Next, a report from the U.S. Census Bureau showed that advance estimates of retail and food services sales in June totaled $473.5 billion. That was a 0.2 percent decrease from May and significantly worse than economists had expected. The declines were broad based last month, including large losses at department stores, sporting goods outlets, and restaurants. Core retail sales (excluding automotive and gasoline sales) fell 0.1 percent in June, nowhere near the 0.4 percent gain analysts had anticipated. Overall, this was a disappointing report which suggests that even in a tightening labor market, consumers will remain cautious about spending until they see a meaningful pickup in wage growth. Today’s soft retail sales data should also cause some analysts to lower their projections for second quarter U.S. gross domestic product (GDP) growth.
Elsewhere, the consumer sentiment index from the University of Michigan fell to 93.1 in July, significantly worse than expected and the weakest headline reading since October. Under the hood, surveyed Americans’ opinion of current economic conditions firmed this month but outlooks on the future deteriorated. Richard Curtin, director of the consumer survey, added that “Overall, the recent data follow the same pattern repeatedly recorded around past cyclical peaks: expectations start to post significant declines while assessments of current economic conditions continue to reach new peaks. To be sure, the data do not suggest an impending recession. Rather, the data indicate that hopes for a prolonged period of 3% GDP growth sparked by Trump's victory have largely vanished.”

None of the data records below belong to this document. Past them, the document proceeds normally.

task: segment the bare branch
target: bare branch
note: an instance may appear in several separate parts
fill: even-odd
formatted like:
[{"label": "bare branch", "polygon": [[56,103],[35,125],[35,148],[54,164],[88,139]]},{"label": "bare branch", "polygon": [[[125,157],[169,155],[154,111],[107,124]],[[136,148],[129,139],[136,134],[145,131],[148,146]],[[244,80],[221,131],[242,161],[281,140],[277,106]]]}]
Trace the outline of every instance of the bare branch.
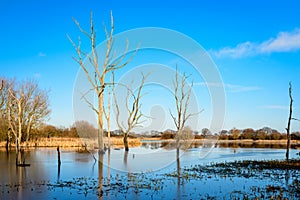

Finally, data from the Federal Reserve Board of Governors showed that industrial activity in America rebounded last month, as total production rose by 0.4 percent. That was better than the 0.3 percent gain economists had expected and the May figure was revised higher. As a result, the year-over-year pace of growth increased to a 29-month high. Further, manufacturing, which makes up roughly 75 percent of all industrial production, lifted by 0.2 percent in June, and capacity utilization, sometimes used as a leading indicator of inflation and potential output, increased to 76.6 percent, the best reading since February.